本作を語るにおいては、まずアイアンマンことトニー・スタークを演じたロバート・ダウニー・Jr.のことに触れなければならないでしょう。今でこそ“他のキャストは考えられない”ほどのハマり役であることに異論を挟む方はほとんどいないでしょうが、実はスムーズに主役に選ばれたわけではありませんでした。

何しろ、ロバート・ダウニー・Jr.は麻薬中毒者でした。なんと8歳の頃からマリファナを服用しており、1990年代中盤に初めて逮捕され、以降も幾度となく拘置所に収監されています。その前はチャーリー・チャップリンの伝記映画『チャーリー』などで演技派として知られていたものの、逮捕された経歴を反映してか、2007年の『ゾディアック』では職場でタバコをプカプカと吸うやさぐれた記者といった“いかにも”な役に選ばれるようにもなっていったのです。(若い頃にも『レス・ザン・ゼロ』という映画で麻薬中毒者を演じています)

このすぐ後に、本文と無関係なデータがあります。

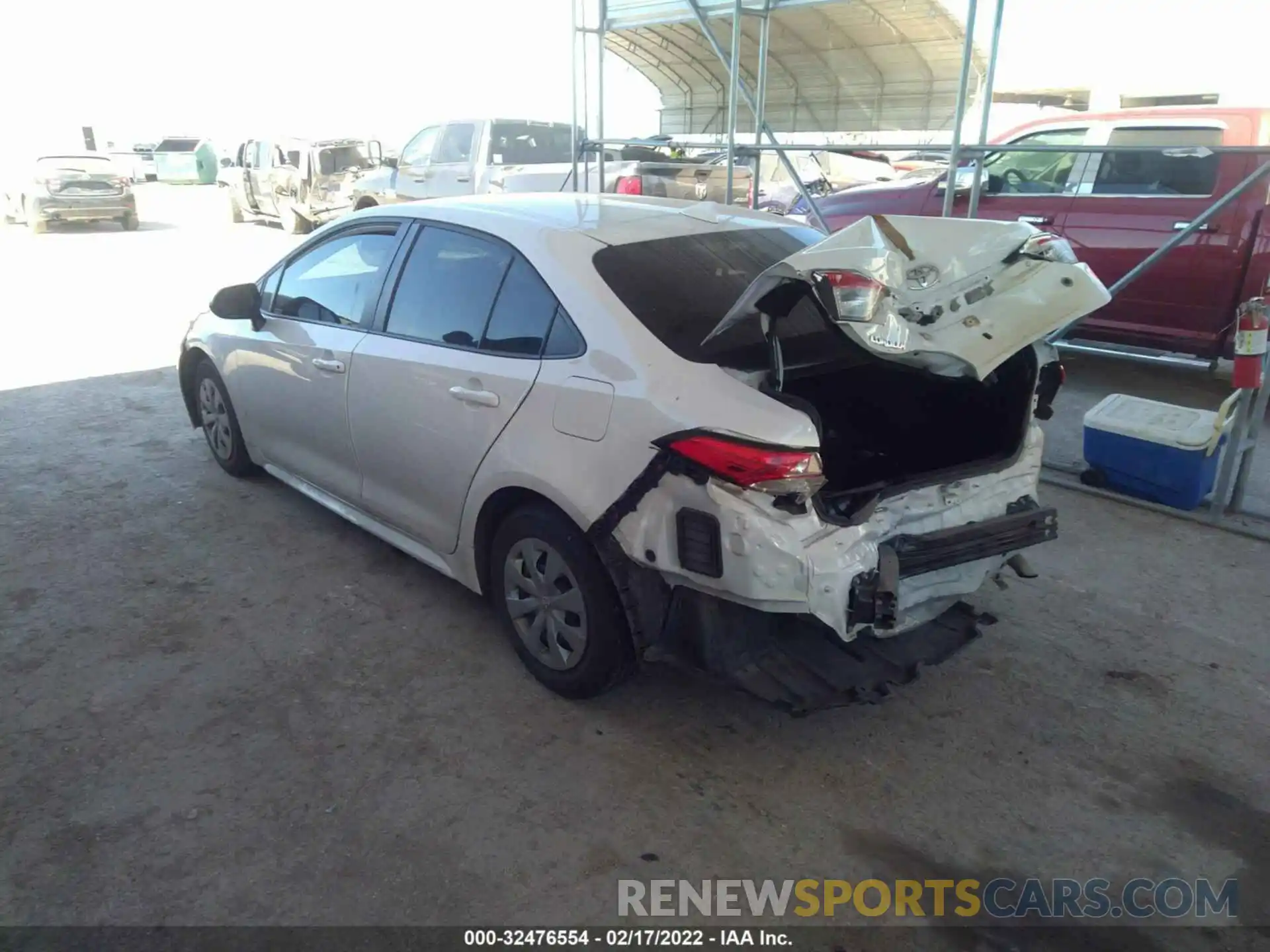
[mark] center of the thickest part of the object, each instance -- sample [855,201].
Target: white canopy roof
[833,65]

そんなロバート・ダウニー・Jr.を、この後も長くシリーズが続いていくヒーロー映画の主役に抜擢することに、スタジオ側が難色を示すのも無理はありません。(40歳を超えていた彼よりも、将来のある若い役者を選びたいという要望もあったようです)

しかしながら、『アイアンマン』の監督であるジョン・ファヴローは、「彼の経歴こそがトニー・スタークのキャラクターに深みを与えるはずだ」とロバート・ダウニー・Jr.の起用を断固として支持しました。そしてロバート・ダウニー・Jr.は実際にオーディションで他を圧倒する演技力を見せ、見事にトニー・スターク/アイアンマン役を獲得したのです。(その前の2003年に麻薬を海に投げ捨ててキッパリとやめてもいます)

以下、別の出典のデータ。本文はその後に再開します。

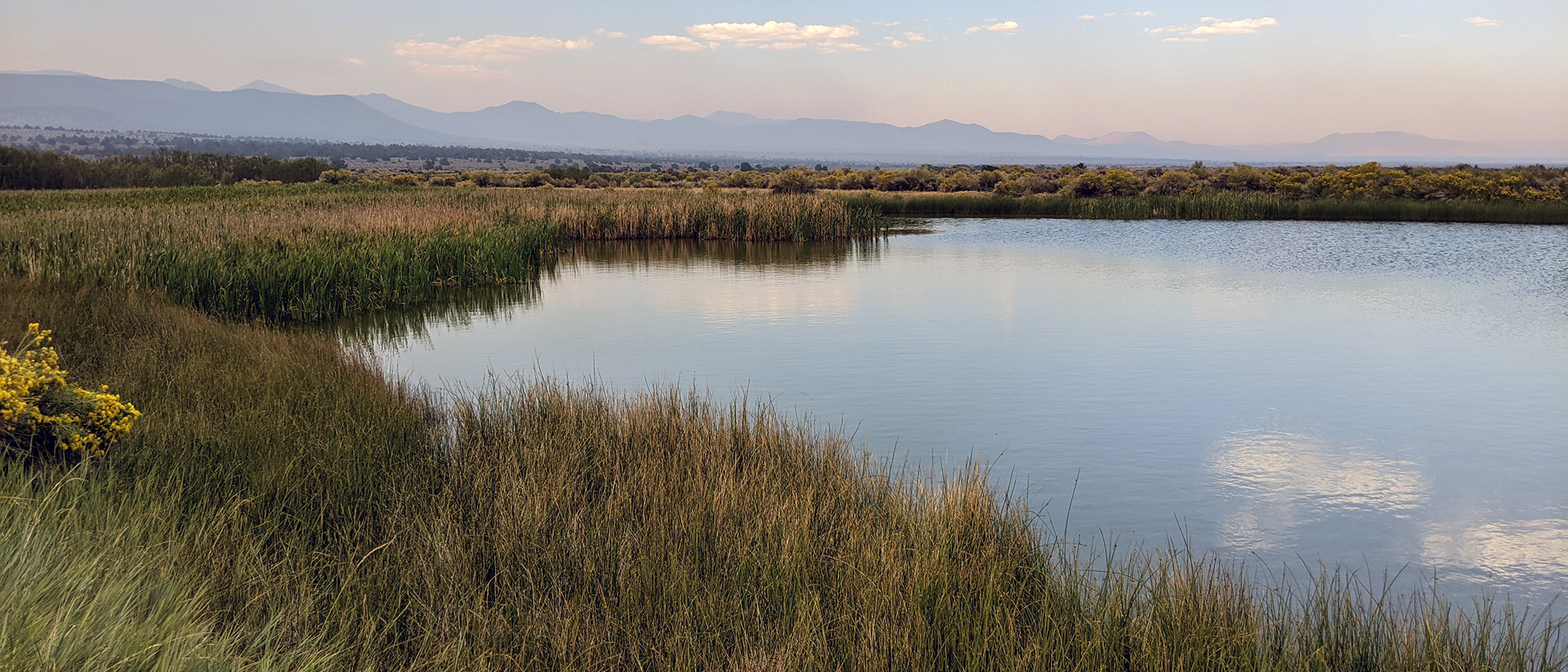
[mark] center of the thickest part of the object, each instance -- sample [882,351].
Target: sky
[1201,71]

まとめると、ロバート・ダウニー・Jr.は若い頃から俳優として評価をされ続けたものの、麻薬中毒者であることが発覚し、世間からも映画関係者からも問題視されていました。しかし役者としての実力と、その“負”の経歴こそが『アイアンマン』での主役に抜擢される理由になったということです。そして、このロバート・ダウニー・Jr.のカムバック劇は、劇中のトニー・スタークの「若い頃からチヤホヤされた天才だが、性格および行動にはかなり難がある。しかし、とある出来事を深く反省し、本当のヒーローになっていく」というキャラにもバッチリとハマっていた、ということです。

思えば、ロバート・ダウニー・Jr.およびトニー・スタークには、およそヒーローらしくない“やさぐれ感”があります。この魅力は、フレッシュな若い役者では到底出すことはできなかったでしょう。それはジョン・ファヴロー監督の見事な采配があってこそ。マーベル・シネマティック・ユニバースが成功した大きな理由は、まず『アイアンマン』の主役にロバート・ダウニー・Jr.をキャスティングしたことにある、と言って良いでしょう。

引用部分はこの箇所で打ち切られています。